気付いたら20年近く、ずっと御世話になった先輩経営者が、亡くなられました。その方との出会いは、経営指針を創る会。色んな業種の人が集い、助言者と受講生の立場で、私たちの経営における、何の為、誰の為を繰り返し問い掛けながら、考えさせられる研修の場でした。寂れた温泉地での合宿、40才になったばかりの私は、緊張しながら先輩経営者とのやり取りに立ち向っていました。時に辛辣で、厳しい助言に、時々気が滅入る事もありましたが、立て続けに先代社長を亡くした私にとって、先輩経営者の経験談や進言は、その後の経営の現場において、幾度も助けられる大切なものになりました。
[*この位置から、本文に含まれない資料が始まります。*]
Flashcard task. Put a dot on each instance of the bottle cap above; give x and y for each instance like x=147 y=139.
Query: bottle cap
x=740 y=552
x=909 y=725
その一つの言葉が、「違いと間違い」でした。人はよく、自分と意見の合わない人がいた場合、あいつは「間違っている」と決めつけ、否定し、時には遠ざけたりするものです。でもそれは「間違っている」のではなく、ただ「違っている」だけなんです。人は誰でも、置かれた状況や立場で、ものの見方が異なり、違う判断になるだけで「間違っているのではないんです」と教えられました。まず受け止めなさい、それから、どう隔たりを埋めるか、どう状況を変えるかを考えなさい。経営の現場で正確、不正確など何の役にも立たない。どうしたら良い状況を創れるか、良い関係に出来るかだけです。人と対峙するのではなく、人とどう向き合うのかを教えて頂きました。これが、よく口にされていた「人を尊重する事」の実践だというのを今は理解出来るようになりました。いろんな局面で、この言葉に助けられたこと、改めて感謝申し上げます。
ただ、やっぱりなんですが、恩を受けたにもかかわらず、直接お返しする事、出来ませんでした。このご恩、しかと後進に送っていかなければと思います… 合掌。